Today, in addition to having her line in stores like Simon’s and Ogilvy’s and working in tangent with some of the world’s biggest brands, including a partnership with Rossignol next year, Gagné has her flagship store in an impressive 100-year-old bank building on the corner of Atwater and Saint-Antoine.
“I moved here in 2002, just over 10 years ago. The whole collection is here, as well as all the services we offer – transforming, cleaning and restoring recycled fur and wedding dresses. I’ve got amazing contact with the customers here – I get young, old, men, women visitors, so I can go bit more crazy and do one-of-a-kind pieces. If you look at the store there are no two pieces that are exactly the same.”
The most impressive section of the building, other than the retail, is the Économusée – launched in 2012, the museum invites visitors to explore Gagné’s atelier and back store (I’ve never seen so many fur coats in one place!) in a fascinating guided tour that teaches not only about this label, but about the history of fashion in Montreal. It’s a great way to absorb the craftsmanship and detail that goes into the kind of restorative work Gagné and her team do. It paints a sharp contrast to the world of fast fashion.
“You can get a pair of boots for the cost of a cup of coffee today,” says Gagné. “It doesn’t make sense, if you think of the work that goes into making a pair of boots. As a fashion person it’s up to us to educate people on this imbalance. There’s a very big difference between the boots at $19 and the ones at $200. It’s not the same materials, it wasn’t made in the same conditions, it’s not going to last the same way… the $200 pair will last you 10 years. The effect on the planet is so much less in the long run.”

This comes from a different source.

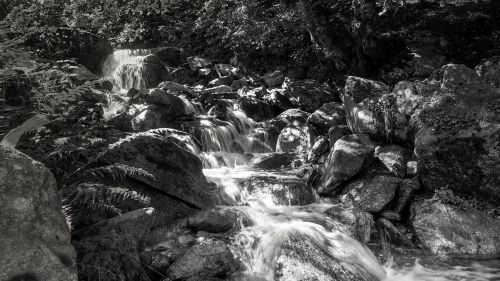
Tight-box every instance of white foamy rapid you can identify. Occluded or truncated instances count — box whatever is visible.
[103,50,500,281]
[102,49,151,93]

So make a visit to this made-in-Montreal design house a must while you’re in town, and while you’re at it, reserve yourself a half-day for the area. “Every week there’s a new condo building, a new restaurant, a new Starbucks in this area! It’s so great,” says Gagné. “There’s Parisian Laundry and Arsenal, two art galleries that are just amazing; cute cafés and restaurants on Notre-Dame Street; you can rent a peddle-boat on the Lachine Canal, go to the Atwater Market… discover an area that’s kind of what Brooklyn has become to New York.”